Die Feststellungen der Beklagten im anschließenden Widerspruchsverfahren ergaben, dass der Cousin des Klägers, M., seit 1995 in Rastatt gemeldet und seit diesem Zeitpunkt im Besitz einer unbefristeten Arbeitserlaubnis ohne Auflage sei. In einem Aktenvermerk vom 21.10.2002 war festgehalten worden, dass Herr U. vom WKD bestätigt habe, den Termin mit dem Kläger vorher vereinbart zu haben. Darüber hinaus veranlasste die Beklagte eine Außenprüfung der Diskothek "M.". Im Bericht vom 10.12.2002 des Sachbearbeiters in der Arbeitsmarktinspektion des Arbeitsamts Heidelberg, Brecht, über die Außenprüfung vom 22.11.2002 wurde ausgeführt, dass der Kläger bei der Erfassung seiner persönlichen Daten unumwunden zugegeben habe, dort bereits seit dem 02.11.2001 mit ca. 30 Wochenstunden tätig zu sein.

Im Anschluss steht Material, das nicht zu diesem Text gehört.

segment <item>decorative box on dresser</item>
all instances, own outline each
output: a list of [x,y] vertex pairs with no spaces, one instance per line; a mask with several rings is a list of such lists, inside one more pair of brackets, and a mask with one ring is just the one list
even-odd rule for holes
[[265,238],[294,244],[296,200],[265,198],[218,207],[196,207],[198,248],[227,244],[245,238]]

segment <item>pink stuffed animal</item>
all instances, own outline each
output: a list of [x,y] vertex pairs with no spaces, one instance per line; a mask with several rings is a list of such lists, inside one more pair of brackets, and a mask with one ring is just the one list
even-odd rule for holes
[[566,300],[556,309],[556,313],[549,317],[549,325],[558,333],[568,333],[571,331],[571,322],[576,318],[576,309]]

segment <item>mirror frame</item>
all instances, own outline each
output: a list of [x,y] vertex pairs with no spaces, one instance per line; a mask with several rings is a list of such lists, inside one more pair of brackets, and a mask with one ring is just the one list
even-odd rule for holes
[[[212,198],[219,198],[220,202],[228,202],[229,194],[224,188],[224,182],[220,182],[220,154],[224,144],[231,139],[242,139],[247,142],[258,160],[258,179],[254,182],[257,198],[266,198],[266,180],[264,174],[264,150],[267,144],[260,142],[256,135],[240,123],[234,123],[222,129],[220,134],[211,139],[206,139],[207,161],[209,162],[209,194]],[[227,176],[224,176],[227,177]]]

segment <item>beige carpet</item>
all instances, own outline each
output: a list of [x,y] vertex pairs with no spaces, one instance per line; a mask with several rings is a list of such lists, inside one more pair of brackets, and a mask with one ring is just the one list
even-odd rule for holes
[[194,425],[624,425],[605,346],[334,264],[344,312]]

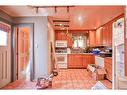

Es seien keine Mitarbeiter angetroffen worden, die hätten bezeugen können, wie lange der Kläger bereits tatsächlich die Diskothek betreibe. Auch die beiden anderen erfassten Personen hätten jeweils angegeben, lediglich seit einigen wenigen Tagen dort gewesen zu sein. Der entsprechende Erfassungsbogen vom 22.11.2002 war beigefügt. Beim Steuerberater P. in W. sei eine Tragetasche mit Geschäftsunterlagen ausgehändigt worden. Rechnungen und sonstige Belege mit dem Namen Z. und einem Datum vor dem 07.02.2002 seien kopiert worden. Insoweit liegt eine an den Kläger gerichtete Barverkaufsrechnung vom 07.11.2001 der Firma A. und Mai Getränke H. über die Lieferung einer CO-2 Flasche und deren Montage vor. In einem weiteren Aktenvermerk war festgehalten worden, dass am 20.03.2003 auch die Wohnung des Klägers aufgesucht worden sei. Die Ehefrau des Klägers habe angegeben, dass ihr Ehemann schon lange nicht mehr hier wohne und nur ein Mal die Woche vorbeikomme, um die Kinder zu besuchen. Er wohne in I ...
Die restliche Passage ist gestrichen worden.